A survey on 12,700 defectors by the Korea Hana Foundation, which helps them settle here, also found that they worked 47 hours on average a week, 2.9 hours more than workers on the whole.
There are now some 25,000 North Korean defectors in South Korea. Making sure that the defectors can make a living and care for their families may be the first step toward reunification. If the South fails to embrace them and help them assimilate, how is it going to care for the 25 million North Koreans after reunification?
Defectors face a harsh reality. They are often paid lower wages than South Koreans in the same jobs and in many cases not on time. In the latest survey, 25 percent of defectors said they were discriminated against.
Unemployment among North Koreans here stands at 6.2 percent, almost double the overall rate of 3.2 percent. And 32 percent of North Korean defectors rely on government support to make ends meet.

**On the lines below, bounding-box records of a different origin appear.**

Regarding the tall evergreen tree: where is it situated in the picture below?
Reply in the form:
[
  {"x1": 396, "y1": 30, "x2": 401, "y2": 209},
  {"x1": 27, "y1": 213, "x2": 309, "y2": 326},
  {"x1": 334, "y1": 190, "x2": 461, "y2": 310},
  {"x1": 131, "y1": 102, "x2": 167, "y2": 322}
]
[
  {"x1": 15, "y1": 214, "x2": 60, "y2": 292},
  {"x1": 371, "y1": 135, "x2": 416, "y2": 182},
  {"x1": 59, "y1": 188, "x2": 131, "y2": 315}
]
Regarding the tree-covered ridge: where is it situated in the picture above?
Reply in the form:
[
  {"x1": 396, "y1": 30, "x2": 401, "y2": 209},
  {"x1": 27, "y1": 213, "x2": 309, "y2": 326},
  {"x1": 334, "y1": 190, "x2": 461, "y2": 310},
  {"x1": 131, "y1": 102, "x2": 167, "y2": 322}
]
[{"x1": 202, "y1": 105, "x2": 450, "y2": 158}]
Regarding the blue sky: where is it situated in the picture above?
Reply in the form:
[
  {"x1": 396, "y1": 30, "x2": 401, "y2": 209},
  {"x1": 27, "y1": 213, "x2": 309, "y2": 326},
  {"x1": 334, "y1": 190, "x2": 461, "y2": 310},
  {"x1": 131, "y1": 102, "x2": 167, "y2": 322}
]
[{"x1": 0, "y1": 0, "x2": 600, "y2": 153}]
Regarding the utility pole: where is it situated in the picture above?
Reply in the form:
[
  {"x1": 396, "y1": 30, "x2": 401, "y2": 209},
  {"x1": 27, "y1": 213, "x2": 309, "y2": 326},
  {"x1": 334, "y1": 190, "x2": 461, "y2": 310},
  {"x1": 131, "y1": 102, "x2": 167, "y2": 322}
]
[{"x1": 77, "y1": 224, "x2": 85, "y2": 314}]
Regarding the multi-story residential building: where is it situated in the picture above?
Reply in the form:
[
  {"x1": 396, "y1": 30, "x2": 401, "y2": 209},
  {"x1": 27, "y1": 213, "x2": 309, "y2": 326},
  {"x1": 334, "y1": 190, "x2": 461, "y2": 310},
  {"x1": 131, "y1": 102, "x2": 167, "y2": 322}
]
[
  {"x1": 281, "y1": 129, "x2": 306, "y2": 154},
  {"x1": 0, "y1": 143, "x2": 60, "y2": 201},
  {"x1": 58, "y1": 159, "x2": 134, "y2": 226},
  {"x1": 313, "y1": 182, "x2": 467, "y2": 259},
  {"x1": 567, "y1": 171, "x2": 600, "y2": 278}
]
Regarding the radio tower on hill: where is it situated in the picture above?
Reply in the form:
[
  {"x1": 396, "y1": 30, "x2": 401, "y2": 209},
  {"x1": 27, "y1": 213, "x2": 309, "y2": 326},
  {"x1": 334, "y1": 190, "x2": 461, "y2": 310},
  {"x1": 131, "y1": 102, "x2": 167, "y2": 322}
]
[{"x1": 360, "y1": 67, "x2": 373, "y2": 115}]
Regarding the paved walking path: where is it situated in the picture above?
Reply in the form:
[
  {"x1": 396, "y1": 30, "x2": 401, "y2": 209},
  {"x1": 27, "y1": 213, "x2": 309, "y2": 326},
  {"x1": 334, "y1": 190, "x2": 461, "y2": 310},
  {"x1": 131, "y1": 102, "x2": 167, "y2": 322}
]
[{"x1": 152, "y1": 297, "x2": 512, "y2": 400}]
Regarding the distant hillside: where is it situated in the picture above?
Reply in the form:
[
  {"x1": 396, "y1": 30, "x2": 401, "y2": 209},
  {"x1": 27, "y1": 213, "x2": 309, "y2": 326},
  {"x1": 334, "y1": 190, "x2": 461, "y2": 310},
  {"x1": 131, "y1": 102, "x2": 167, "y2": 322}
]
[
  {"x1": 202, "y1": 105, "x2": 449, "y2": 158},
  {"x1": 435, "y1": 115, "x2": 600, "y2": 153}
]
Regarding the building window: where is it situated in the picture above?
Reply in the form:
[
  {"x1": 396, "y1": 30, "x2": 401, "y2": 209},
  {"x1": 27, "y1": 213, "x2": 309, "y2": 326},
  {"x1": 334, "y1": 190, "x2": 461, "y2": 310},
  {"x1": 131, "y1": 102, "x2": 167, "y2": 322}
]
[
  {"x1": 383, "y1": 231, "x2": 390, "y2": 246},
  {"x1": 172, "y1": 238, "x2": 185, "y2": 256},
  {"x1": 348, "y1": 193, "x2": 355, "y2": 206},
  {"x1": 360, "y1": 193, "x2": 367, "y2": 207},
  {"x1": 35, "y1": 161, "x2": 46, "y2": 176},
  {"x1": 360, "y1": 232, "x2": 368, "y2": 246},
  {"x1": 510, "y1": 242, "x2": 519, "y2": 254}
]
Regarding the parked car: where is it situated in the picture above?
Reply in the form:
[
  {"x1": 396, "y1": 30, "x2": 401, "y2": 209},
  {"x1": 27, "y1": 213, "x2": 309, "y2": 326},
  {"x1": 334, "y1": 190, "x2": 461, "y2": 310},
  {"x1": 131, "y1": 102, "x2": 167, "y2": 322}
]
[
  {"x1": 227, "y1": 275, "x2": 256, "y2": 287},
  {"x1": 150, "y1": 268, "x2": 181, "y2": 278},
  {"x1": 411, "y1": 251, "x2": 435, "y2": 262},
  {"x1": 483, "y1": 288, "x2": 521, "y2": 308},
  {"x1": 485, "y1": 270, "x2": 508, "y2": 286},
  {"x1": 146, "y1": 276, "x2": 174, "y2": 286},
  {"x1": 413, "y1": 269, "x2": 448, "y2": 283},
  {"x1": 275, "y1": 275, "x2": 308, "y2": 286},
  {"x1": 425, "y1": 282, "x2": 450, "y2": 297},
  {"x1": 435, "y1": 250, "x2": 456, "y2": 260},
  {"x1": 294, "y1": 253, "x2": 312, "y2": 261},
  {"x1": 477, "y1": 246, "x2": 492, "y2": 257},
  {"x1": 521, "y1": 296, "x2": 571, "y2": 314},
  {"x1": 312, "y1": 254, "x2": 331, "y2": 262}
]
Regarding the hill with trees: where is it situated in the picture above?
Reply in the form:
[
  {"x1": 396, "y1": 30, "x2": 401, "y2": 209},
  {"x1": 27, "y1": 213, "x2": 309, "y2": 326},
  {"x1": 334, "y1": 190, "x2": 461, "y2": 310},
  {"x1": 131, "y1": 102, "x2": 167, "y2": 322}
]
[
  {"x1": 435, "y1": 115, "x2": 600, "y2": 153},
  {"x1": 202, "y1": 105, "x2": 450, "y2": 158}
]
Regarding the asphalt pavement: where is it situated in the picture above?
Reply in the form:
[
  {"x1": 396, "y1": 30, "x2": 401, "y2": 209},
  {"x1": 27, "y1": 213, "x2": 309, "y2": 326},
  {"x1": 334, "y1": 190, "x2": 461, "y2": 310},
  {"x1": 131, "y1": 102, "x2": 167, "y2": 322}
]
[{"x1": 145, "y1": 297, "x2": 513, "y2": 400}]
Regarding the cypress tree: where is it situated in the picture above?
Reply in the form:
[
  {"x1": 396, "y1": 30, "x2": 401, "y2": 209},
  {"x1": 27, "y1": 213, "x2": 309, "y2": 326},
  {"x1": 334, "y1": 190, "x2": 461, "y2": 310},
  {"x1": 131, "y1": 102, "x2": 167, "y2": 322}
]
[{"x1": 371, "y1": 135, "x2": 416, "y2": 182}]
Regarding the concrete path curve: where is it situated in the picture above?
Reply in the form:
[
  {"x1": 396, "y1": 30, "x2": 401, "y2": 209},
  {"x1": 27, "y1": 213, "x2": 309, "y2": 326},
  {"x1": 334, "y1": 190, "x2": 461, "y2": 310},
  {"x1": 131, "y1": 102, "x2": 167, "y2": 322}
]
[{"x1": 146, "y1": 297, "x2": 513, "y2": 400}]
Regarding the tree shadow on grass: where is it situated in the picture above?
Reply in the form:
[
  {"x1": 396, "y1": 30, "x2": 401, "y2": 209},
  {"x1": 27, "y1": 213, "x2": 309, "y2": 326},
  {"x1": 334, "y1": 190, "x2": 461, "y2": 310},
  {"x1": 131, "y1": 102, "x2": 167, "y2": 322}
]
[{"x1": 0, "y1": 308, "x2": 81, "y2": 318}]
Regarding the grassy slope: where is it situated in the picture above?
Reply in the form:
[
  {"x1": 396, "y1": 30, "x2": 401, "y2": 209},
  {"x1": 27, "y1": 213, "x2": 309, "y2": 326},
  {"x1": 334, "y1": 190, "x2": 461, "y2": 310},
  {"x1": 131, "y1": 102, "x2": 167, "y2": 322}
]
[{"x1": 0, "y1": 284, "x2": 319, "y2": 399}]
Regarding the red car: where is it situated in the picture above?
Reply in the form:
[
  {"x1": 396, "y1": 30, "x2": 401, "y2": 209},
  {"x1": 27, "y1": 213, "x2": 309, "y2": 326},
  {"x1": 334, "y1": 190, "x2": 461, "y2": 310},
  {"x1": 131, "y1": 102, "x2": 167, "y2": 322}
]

The time has come for South Korean society to throw away its bias against defectors and come up with genuine opportunities for them. The government must bolster actions to help defectors learn new skills, offer them a wider range of work training programs and put a system in place to help them find a stable job.
Most of all, major businesses need to offer defectors jobs. It would be an investment for the future, since they will need North Korea experts to prepare for reunification. And they should treat them equally with their South Korean counterparts.